Whether you are a seasoned runner or a first timer, here are a few tips to help you on your way:
The day before the race:
- Keep to your regular schedule, eat correctly, hydrate and get sleep. Race week isn’t the time to try new shoes, new food or drinks, new gear, or anything else you haven’t used on several workouts.
- Re-read your race package and double check that you have everything you need. Pack your race bag, lay out your clothes and runners and know what time you need to leave the house.
The night before the race:
- Make sure that everything you need for the morning is ready to go. Make sure you pack essential items such as the Race Bib number, safety pins, race timing chip, watch, smartphone etc.
- Don’t drink alcohol or caffeine the night before your race as it can have a dehydrating effect.
- Find out the weather conditions and dress accordingly Don’t overdress – a good rule of thumb is to dress for 20 degrees warmer than it is outside.
Race day: before the race
- Allow yourself plenty of time to travel to the race start area, check in, and warm up – factoring in the large crowds and street closures.
- The race start area will be chaotic. At the start of the race there will be lots of people running shoulder to shoulder so be mentally prepared for this. Take a few minutes to find your pace.
- Line up early, so you don’t have to be rushing to the starting line
- Try not to stress about the race – The TC10K Race is a positive community events. There are volunteers throughout the race that will be cheering you on, offering water, and entertainment along the route.

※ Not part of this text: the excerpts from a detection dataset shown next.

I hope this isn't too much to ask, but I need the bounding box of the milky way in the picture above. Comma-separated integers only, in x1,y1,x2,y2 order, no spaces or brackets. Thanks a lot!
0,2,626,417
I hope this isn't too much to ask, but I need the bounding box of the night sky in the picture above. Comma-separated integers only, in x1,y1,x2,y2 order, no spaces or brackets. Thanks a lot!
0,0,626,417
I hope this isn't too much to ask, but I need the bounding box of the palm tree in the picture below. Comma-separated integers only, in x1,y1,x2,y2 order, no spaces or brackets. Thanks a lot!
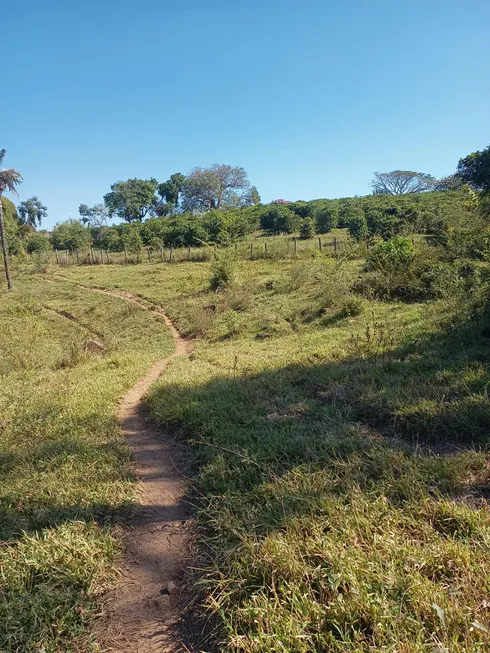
0,150,22,290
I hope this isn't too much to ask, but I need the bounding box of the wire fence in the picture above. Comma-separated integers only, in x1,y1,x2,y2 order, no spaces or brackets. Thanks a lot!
17,235,433,267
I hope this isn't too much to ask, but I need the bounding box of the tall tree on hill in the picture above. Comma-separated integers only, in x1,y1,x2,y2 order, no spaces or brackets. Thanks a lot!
78,204,109,227
0,150,22,291
104,178,158,222
371,170,436,195
17,197,48,227
157,172,185,215
456,145,490,193
182,163,255,213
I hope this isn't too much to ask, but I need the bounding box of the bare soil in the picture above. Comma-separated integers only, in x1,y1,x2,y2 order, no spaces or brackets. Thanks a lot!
84,286,193,653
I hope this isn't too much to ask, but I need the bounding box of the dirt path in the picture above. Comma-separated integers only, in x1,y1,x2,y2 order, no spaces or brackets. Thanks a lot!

For a “first timer”, is is better to start slow, and stay steady. Run the first 10 percent of the race slower than you normally would, and then keep an even pace throughout the reminder of the race. Save your extra energy for the final stretch to the finish line.
Race day: after the race
- When you’ve crossed the finish line, grab some water and get in some calories when you finish, then keep moving. A 15 minute walk will help your recovery.
- The next day, it’s important to do some sort of non impact activity like swimming to help your body recover.
On race day, it’s all about believing in yourself, enjoying the journey and having fun.